У Мандельштама все события переведены на язык визуальной образности. Художник-сын рисует портрет Отца. Внутри одического слова создается немотствующее пространство решительного объяснения. Сцена символической казни располагается в горизонте взаимного видения, единого со-бытия. Voir c’ est avoir, согласно поэтической формуле Беранже («видеть значит обладать»).

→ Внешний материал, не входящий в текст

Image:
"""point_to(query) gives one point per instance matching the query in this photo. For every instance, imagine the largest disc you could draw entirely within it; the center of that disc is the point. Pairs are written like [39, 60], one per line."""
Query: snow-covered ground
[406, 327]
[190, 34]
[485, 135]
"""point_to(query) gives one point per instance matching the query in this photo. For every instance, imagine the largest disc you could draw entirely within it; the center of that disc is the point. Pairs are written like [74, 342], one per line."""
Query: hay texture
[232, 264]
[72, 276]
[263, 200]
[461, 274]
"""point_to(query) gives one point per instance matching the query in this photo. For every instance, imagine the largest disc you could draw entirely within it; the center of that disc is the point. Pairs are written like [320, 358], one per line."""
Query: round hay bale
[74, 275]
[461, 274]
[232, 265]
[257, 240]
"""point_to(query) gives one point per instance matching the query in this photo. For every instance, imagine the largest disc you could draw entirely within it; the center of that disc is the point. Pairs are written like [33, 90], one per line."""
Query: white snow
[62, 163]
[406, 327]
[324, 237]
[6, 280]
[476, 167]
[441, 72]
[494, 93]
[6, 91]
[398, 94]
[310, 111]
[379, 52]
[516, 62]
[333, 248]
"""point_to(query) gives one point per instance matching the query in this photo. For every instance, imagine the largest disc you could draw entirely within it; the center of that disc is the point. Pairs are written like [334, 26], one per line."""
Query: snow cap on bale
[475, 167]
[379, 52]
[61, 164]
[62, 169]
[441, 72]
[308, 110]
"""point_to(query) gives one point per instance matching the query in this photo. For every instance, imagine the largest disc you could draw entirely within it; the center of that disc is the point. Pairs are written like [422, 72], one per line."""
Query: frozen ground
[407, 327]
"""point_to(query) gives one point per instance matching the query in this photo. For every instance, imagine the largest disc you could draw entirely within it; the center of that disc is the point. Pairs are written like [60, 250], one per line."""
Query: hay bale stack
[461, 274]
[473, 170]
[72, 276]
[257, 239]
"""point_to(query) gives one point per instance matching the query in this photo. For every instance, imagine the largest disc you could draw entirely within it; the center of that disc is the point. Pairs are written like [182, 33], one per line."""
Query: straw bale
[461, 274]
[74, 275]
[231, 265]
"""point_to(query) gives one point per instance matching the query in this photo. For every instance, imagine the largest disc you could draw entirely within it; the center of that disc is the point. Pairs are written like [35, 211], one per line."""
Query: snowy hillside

Ось каламбура ЖЕЛЕЗО/ЖЕЛЕЗА обнаруживает родство сталинской власти и миндалевидной, с детской припухлой железкой, речью поэта. Миндалевидная железа — постоянный самообраз Мандельштама. Он остро ощущает, что «щитовидная железа» поэзии больна теми же болезнями, что и «родовое железо» власти, захлебывающееся в крови и отчаяньи. Поэт одноимен властителю — Иосиф! Поэтический орган внутренней секреции таит в себе не только болезнь, но и излечение. Поэзия — болезнь, пусть и высокая, но она же и лекарство. Она разом — и боль, и врач. На языке сталинской оды: «Художник, помоги тому, кто весь с тобой…». Из стихотворения «Железо» (1935):

Железная правда — живой на зависть,
Железен пестик, и железна завязь.
И железой поэзия в железе,
Слезящаяся в родовом разрезе.
((III, 96))

Первоначальный антагонизм железной правды и живой, но неправой плоти снимается образом железно-живого цветка. Удел истинной поэзии — быть железой в стальном теле власти. При таком выборе своего поэтического бытия в мире:

И пращуры нам больше не страшны:
Они у нас в крови растворены.
((III, 91))

Вот почему предельное отчуждение от нового мира («не чуя страны») даже под угрозой гибели в «Оде» равно осевой близости этому миру выполненной клятвы: «И задыхаешься, почуяв мира близость».

Уподобляя Гоголю, Жирмунский как-то назвал Мандельштама математическим фантастом. И верно.